Content has been a major tool for Éva Goicochea, founder of sexual wellness company Maude, which sells sleek vibrators and candles that melt into massage oils. Beauty Independent editor Claire McCormack says sexual wellness brands have been able to justify their beauty positioning by building a strong community rapport through both content and solutions-based products for once-taboo problems. Goicochea, who calls sexual wellness “the last frontier of beauty,” uses the brand’s content vertical, called “The Maudern,” to tackle topics like sexual wellness, science and history.

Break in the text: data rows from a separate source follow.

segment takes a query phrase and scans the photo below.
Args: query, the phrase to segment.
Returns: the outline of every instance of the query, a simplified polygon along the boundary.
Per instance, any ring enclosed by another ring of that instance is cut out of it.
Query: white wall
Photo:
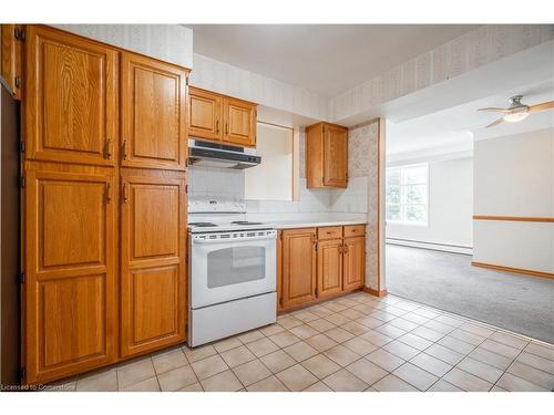
[[[430,162],[428,226],[388,222],[386,236],[471,248],[472,215],[473,159]]]
[[[474,215],[554,217],[554,129],[476,141]],[[554,273],[554,224],[473,221],[473,260]]]

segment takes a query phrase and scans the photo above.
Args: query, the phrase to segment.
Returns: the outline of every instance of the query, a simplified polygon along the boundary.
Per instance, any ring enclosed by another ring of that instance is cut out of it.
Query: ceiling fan
[[[522,104],[521,100],[523,98],[523,95],[514,95],[510,98],[510,106],[507,108],[497,108],[493,106],[489,106],[485,108],[479,108],[478,111],[493,111],[493,112],[499,112],[503,113],[504,115],[500,117],[499,120],[492,122],[486,126],[493,127],[504,121],[507,121],[509,123],[516,123],[519,121],[522,121],[527,117],[527,115],[534,111],[543,111],[543,110],[548,110],[548,108],[554,108],[554,101],[547,101],[543,102],[541,104],[536,105],[525,105]]]

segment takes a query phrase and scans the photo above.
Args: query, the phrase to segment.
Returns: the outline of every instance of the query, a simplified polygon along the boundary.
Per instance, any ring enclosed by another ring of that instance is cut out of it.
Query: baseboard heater
[[[401,238],[386,238],[386,242],[390,245],[400,245],[403,247],[423,248],[443,252],[473,255],[473,247],[466,247],[463,245],[424,242],[413,239],[401,239]]]

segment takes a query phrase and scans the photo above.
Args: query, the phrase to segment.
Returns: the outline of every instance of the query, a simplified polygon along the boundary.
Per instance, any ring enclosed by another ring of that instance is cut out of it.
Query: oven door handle
[[[270,240],[277,239],[275,235],[268,237],[252,237],[252,238],[222,238],[222,239],[193,239],[193,245],[195,243],[228,243],[228,242],[243,242],[243,241],[258,241],[258,240]]]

“It’s not only just about the product — it’s also about your sense of self,” she said. “We use beauty as this beacon of how you see product interacting in the rest of your life.”
Fulfilling consumer desire for both purpose and self-prioritisation in products is what drove Yasmin Sewell to launch her fragrance brand, Vyrao, which takes more of a wellness approach to the category with scents that are designed to energise the body.

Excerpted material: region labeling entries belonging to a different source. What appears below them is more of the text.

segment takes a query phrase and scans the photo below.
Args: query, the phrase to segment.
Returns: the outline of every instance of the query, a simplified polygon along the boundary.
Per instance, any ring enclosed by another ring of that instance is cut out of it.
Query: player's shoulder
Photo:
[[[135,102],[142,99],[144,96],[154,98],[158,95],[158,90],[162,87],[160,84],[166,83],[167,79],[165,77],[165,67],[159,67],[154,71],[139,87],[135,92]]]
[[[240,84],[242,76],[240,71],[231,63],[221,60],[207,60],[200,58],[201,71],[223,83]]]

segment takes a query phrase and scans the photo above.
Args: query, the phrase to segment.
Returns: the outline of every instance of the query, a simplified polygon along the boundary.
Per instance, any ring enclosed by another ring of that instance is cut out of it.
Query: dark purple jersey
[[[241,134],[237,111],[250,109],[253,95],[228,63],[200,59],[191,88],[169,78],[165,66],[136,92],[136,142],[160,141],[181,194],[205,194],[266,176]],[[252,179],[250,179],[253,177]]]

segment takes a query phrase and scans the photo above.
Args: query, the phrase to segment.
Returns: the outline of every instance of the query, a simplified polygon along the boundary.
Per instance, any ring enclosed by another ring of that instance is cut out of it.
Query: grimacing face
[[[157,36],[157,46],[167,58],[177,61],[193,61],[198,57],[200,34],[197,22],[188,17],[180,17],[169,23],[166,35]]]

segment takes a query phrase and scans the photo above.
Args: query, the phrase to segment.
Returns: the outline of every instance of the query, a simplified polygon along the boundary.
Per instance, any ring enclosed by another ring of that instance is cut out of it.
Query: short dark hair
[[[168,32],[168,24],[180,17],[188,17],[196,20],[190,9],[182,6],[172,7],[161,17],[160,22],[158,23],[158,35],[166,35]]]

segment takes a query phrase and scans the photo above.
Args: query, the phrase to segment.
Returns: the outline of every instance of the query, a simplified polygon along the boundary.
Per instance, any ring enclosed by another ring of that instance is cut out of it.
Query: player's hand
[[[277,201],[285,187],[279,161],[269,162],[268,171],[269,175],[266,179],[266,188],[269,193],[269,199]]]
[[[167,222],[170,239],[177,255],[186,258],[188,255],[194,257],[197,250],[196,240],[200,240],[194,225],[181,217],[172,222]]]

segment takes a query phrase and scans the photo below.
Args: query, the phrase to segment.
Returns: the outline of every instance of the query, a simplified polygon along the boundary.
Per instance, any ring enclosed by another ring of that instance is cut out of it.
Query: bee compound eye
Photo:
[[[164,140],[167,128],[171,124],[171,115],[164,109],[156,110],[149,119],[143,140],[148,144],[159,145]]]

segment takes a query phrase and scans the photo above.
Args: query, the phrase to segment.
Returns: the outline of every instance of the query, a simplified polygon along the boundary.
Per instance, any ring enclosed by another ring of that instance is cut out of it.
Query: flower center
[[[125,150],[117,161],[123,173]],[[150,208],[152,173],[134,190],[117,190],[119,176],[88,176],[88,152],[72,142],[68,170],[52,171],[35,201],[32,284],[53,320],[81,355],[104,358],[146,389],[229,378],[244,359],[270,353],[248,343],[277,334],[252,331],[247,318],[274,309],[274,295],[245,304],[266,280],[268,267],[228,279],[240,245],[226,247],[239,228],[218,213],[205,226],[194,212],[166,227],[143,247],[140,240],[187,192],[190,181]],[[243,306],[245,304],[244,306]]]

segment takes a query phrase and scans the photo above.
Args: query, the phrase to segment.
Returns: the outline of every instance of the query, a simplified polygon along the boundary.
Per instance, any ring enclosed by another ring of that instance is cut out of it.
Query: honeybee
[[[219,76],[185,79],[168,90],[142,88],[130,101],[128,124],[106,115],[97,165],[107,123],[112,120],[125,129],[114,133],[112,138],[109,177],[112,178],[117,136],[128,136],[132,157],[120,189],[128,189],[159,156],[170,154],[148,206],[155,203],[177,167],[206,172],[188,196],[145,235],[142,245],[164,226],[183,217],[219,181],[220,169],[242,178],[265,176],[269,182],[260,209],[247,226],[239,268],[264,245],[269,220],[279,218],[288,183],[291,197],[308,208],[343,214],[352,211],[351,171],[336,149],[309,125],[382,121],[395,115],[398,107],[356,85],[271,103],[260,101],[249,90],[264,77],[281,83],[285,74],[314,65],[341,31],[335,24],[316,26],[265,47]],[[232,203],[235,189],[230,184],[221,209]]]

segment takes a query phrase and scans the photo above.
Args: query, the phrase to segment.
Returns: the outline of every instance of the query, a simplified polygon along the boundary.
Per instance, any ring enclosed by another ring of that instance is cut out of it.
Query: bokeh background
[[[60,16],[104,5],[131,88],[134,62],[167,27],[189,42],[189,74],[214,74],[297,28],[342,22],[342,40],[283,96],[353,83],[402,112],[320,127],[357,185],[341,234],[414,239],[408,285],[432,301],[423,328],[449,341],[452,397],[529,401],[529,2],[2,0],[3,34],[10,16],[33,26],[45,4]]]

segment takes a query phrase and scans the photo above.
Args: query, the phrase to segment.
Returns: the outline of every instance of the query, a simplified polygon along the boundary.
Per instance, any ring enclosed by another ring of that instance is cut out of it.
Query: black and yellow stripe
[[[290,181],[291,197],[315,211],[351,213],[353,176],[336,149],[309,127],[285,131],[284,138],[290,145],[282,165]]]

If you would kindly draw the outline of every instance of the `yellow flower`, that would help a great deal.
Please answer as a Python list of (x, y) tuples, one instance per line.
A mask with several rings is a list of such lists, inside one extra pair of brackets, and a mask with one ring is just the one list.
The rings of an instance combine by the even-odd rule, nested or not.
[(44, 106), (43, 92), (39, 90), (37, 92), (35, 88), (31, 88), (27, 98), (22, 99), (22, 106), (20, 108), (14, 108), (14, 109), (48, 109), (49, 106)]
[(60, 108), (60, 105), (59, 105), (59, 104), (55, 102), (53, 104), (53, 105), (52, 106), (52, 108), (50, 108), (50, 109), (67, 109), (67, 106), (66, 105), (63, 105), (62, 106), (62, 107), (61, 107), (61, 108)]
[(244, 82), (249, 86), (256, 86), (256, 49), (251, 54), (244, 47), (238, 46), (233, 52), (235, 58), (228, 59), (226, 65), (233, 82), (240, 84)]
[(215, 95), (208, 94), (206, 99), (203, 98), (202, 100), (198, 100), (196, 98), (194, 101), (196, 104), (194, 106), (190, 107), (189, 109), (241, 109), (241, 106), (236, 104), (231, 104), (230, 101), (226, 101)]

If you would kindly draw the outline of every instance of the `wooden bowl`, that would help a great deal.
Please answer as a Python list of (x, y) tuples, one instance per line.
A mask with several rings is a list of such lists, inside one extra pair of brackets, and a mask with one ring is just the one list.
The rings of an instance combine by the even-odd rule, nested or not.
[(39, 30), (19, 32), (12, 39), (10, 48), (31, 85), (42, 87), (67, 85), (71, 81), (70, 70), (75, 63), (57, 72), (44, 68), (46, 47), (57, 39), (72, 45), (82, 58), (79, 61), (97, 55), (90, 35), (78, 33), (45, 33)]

“Scent was always traditionally marketed to be worn for other people, like to be sexy for somebody else, but I created these with the sole intention that you would use them for yourself,” said Sewell.
As the definition of beauty has grown, brands now have to think about and embed themselves in the routines that surround their product — what the consumer is doing before and after using it, as well as their mindset — to satisfy more informed, solution-oriented consumers, says Thomas. Retailers, too, are increasingly designing the consumer experience to fit into a consumer’s personal habits.
DTC vitamin company Ritual, for example, aims to make its science-based brand approachable with friendly Instagram posts designed to tout vitamins as a desirable habit (that’s easy to make, thanks to the brand’s subscription model), not just an afterthought on the pharmacy shelf.
“The tone of voice is what draws people in,” said Ritual founder Katerina Schneider “We want to be … your OBGYN that you do yoga with.”
Consumer research showed Ulta Beauty that shoppers wanted to bring services home and create regimens, said Penny Coy, Ulta Beauty’s vice president of merchandising. In response, it beefed up its product mix, opening wellness shops in 450 of its 1300 doors that include supplements, powders, teas, tools like massagers, toning devices and sleep therapy machines as well as what it calls “down there care,” including tampons and hemp-infused period patches, with further expansion to come in Spring 2022. It also offers resources like skin analysis that give buyers personalised recommendations. Coy said the company continuously surveys consumers as it expands its mix, and has so far found its customers want variety and expansive self-care categories to choose from.
“We haven’t drawn the line,” she said. “This is not a fad. Wellness is here to stay.”
As the beauty sector broadens, it could come with changes in how retailers and legacy corporations show up for and talk to consumers. Mainstay beauty labels could see further challenges from what Thomas calls “ankle biter brands.”
“It’s death by 1,000 paper cuts,” she said. “You’re going to see smaller brands continue to chip away at the bigger brands unless they can reconcile what they’re really bringing to consumers.”
A pocket of consumers may still think more traditionally and be harder to convince — for some, a candle will always be home decor, not wellness, said Thomas. But for most brands, the potential that comes from being a part of the growing beauty market means there won’t be a slowdown in expansion any time soon.
“[Beauty and wellness positioning] gives you market share,” said Depraeter-Montacel. “The opportunity around the ecosystem and product category is infinite.”